HR hazard ratio, CI confidence interval

Figure 3a, b shows the Kaplan–Meier analysis of OS and PFS, respectively, for each factor in 69 patients with ccRCC. Higher stage (stage III or IV), higher PD-L1 expression, and higher galectin-9 expression were associated with worse OS (P = 0.013, P = 0.006 and P = 0.009, respectively, by log-rank analysis), whereas grade, CD8, Foxp3, PD-L2 and B7-H4 had no significant association with OS (P = 0.087, P = 0.165, P = 0.529, P = 0.398 and P = 0.393, respectively, by log-rank analysis). In contrast, higher stage, higher grade, and higher B7-H4 expression were associated with worse PFS (P < 0.001, P = 0.001, and P = 0.037, respectively, by log-rank analysis), whereas CD8, Foxp3, PD-L1, PD-L2 and galectin-9 had no significant association with PFS (P = 0.328, P = 0.895, P = 0.137, P = 0.631 and P = 0.341, respectively, by log-rank analysis).

Fig. 3.

Fig. 3

Kaplan–Meier analysis of OS and PFS in clear cell RCC patients. Kaplan–Meier analysis of OS (a) and PFS (b) was performed according to stage, grade, and each molecule expression in clear cell RCC patients (n = 69). The patients were divided into two groups by stage (stage I and II vs stage III and IV) and grade (grade 1 and 2 vs grade 3). They were also stratified into “high” and “low” groups by setting the expression ratio of 1% (PD-L1) or the median value of each molecule (CD8, FoxP3, PD-L2, B7-H4, galectin 9) as the cutoff. Log-rank P value was shown

We also analyzed OS in the subgroups of ccRCC patients, separated by the stages (lower stage subgroup consisting of stage I and II; higher stage subgroup consisting of stage III and IV) or the grades (lower grade subgroup consisting of grade 1 and 2; higher grade subgroup consisting of grade 3). Similar to the data in RCC patients, galectin-9 expression showed a prognostic significance only in the higher stage (stage III and IV; P = 0.012) or higher grade (grade 3; P = 0.007) subgroups, but not in the lower stage (stage I and II; P = 0.483) or lower grade (grade 1 and 2; P = 0.716) subgroups in the cohort of ccRCC patients as well (Supplementary Figure 2). These findings demonstrated that galectin-9 expression showed a prognostic significance only in advanced stage of ccRCC.

Discussion

It has recently been reported that not only the expressions of PD-1 or PD-L1, but also those of other immune checkpoint molecules such as galectin-9/TIM-3, PD-L2, and B7-H4 in tumor tissues are related to cancer progression [1619]. In order to develop more effective personalized immunotherapy for RCC, immune-related molecules in RCC tissues should be examined in more detail. Therefore, we comprehensively examined the expression of immune-related and immune checkpoint molecules in RCC.

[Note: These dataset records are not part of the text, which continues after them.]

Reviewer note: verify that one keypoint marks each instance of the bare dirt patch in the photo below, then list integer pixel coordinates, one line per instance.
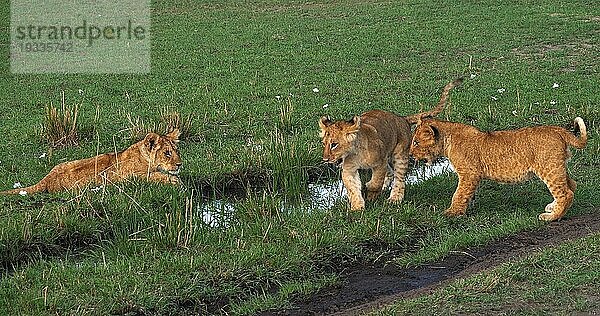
(367, 287)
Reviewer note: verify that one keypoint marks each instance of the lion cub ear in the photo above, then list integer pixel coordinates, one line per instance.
(355, 124)
(325, 122)
(151, 140)
(435, 132)
(174, 135)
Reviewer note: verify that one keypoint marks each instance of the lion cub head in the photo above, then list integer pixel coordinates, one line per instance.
(161, 152)
(338, 138)
(426, 144)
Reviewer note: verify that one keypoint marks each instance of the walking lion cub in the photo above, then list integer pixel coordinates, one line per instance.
(155, 158)
(505, 156)
(376, 140)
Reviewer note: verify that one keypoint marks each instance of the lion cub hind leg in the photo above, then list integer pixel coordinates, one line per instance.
(400, 168)
(375, 185)
(351, 180)
(463, 195)
(563, 198)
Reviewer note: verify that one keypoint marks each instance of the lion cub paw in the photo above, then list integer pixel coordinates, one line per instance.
(454, 212)
(550, 207)
(372, 195)
(548, 217)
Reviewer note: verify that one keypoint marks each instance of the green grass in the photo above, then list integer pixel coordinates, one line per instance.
(246, 73)
(558, 280)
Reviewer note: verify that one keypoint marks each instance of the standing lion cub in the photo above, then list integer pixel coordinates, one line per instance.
(155, 158)
(375, 140)
(506, 156)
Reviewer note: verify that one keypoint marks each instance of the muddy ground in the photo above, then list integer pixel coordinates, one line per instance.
(368, 287)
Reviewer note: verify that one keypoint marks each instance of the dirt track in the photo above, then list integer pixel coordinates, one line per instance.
(368, 287)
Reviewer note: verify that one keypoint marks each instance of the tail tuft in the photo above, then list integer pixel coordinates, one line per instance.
(413, 119)
(582, 140)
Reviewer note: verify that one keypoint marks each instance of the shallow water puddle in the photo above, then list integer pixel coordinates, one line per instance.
(321, 196)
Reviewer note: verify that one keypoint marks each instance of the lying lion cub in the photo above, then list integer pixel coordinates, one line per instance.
(506, 156)
(376, 140)
(154, 158)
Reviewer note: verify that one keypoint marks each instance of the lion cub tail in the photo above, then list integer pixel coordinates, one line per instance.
(413, 119)
(580, 142)
(39, 187)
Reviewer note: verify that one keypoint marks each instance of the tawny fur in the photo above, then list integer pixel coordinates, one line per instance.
(505, 156)
(375, 140)
(155, 158)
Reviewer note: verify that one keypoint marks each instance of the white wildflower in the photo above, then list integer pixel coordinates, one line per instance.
(96, 189)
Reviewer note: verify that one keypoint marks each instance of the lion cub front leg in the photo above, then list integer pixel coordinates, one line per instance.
(375, 185)
(352, 183)
(463, 194)
(163, 178)
(400, 168)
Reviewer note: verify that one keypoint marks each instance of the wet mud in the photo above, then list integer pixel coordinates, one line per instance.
(368, 287)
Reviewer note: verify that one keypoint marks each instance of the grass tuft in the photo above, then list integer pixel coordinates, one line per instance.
(60, 127)
(167, 122)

In the current study, Cox regression analysis did not show a significant association between PD-L1 expression and OS in all 83 patients with RCC or in 69 patients with ccRCC. In contrast, higher galectin-9 expression was significantly associated with worse OS in 83 RCC patients. Similarly, in 69 ccRCC patients, though not statistically significant, there was a trend for association between higher galectin-9 expression and worse OS. These results suggested that clinical outcomes in RCC cannot be simply affected by the PD-L1 expression alone; other factors, such as galectin-9 expression in tumor tissues, are also important to consider. Therefore, to facilitate the development of personalized immunotherapy to treat RCC, it might be important to target not only PD-1/PD-L1, but also other immune checkpoint molecules such as galectin-9.

Galectin-9 is a member of the animal lectin family, and has evolutionary conserved carbohydrate recognition domains that possess a high binding affinity to β-galactosides. Galectin-9 has recently received more attention as a new prognostic biomarker in many types of cancers. For example, higher galectin-9 expression was reported to be associated with better clinical outcomes in malignant melanoma [23], breast cancer [24], cervical squamous cell carcinoma [25] and hepatocellular carcinoma [26]. In contrast, regarding RCC, Fu et al. [27] reported that galectin-9 expression was positively associated with tumor size, Fuhrman grade, and necrosis, and was determined to be an independent adverse prognostic factor for OS and recurrence-free survival (RFS) by the multivariate Cox regression analysis with 196 ccRCC patients undergoing nephrectomy. Similarly, the current study demonstrated that higher galectin-9 expression is significantly associated with worse OS in RCC patients. Of note, interestingly and additionally, our subgroup analyses revealed that galectin-9 shows a prognostic significance only in patients with aggressive tumors with higher stage (stage III and IV) or higher grade (grade 3), but not in those with lower stage (stage I and II) or lower grade (grade 1 and 2) in the cohort of RCC patients as well as ccRCC patients (Supplementary Figure 1 and 2). We thus think that this study could provide more detailed information on the significance of galectin-9 expression as the diagnostic and therapeutic target in RCC.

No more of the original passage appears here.